Certains disent : « Je suis spirituel, la matière ne m’intéresse pas. » Mais en faisant sampaï, on se connecte à l’essence même de notre existence physique. Nos pieds vont vers le centre de la Terre, et notre tête vers l’infini. En posant la tête au sol, on s’aligne avec cette essence et cela nous recentre.
En même temps, on fait un avec la Terre. Nous sommes tous nés de la Terre. Je ressens cette connexion profondément. J’envoie de l’amour à la Terre et je suis en harmonie avec elle. Si un jour il y a un éboulement de pierres, peut-être que je n’en prendrai pas une sur la tête. Ce n’est pas sûr, mais c’est important.

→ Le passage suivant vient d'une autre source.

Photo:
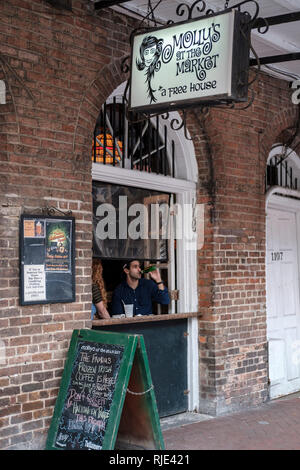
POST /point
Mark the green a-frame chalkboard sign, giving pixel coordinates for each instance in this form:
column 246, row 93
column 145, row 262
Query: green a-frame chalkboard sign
column 106, row 398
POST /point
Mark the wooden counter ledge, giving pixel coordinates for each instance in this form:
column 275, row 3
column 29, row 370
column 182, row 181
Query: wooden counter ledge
column 145, row 318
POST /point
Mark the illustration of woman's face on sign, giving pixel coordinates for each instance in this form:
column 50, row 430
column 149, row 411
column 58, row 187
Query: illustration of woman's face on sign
column 149, row 54
column 149, row 61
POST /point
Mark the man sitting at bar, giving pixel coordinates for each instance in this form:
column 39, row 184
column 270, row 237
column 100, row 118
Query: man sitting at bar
column 138, row 291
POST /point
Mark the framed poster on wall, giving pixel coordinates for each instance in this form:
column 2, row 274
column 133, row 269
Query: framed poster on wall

La Terre réagit. Parfois, un tremblement de terre a lieu, mais juste à côté.
Il est essentiel d’avoir ce lien avec la nature, même si on ne vit pas en pleine nature. Ce ressenti est récent.
Dans les années 50, j’ai vécu chez des paysans français. Ils avaient le sens pratique, ils étaient forts, mais il y avait peu de lumière dans leur conscience. Quand ils faisaient les vendanges, ils ne voyaient pas la petite goutte de rosée sur le raisin. Ils pensaient uniquement à ne pas faire tomber un grain, car ça coûtait cher. Il n’y avait pas cet éveil.
Aujourd’hui, la nature est dominée par l’homme et se trouve en danger. Mais l’homme peut recréer une nature équilibrée, en harmonie avec lui, qui ne soit pas hostile comme une jungle ou un désert. Il peut aider la nature à évoluer avec intelligence.
De même, nous pouvons aider les animaux à s’élever vers notre conscience. Parfois, un animal nous surprend, nous comprenons qu’il perçoit plus qu’on ne le croit.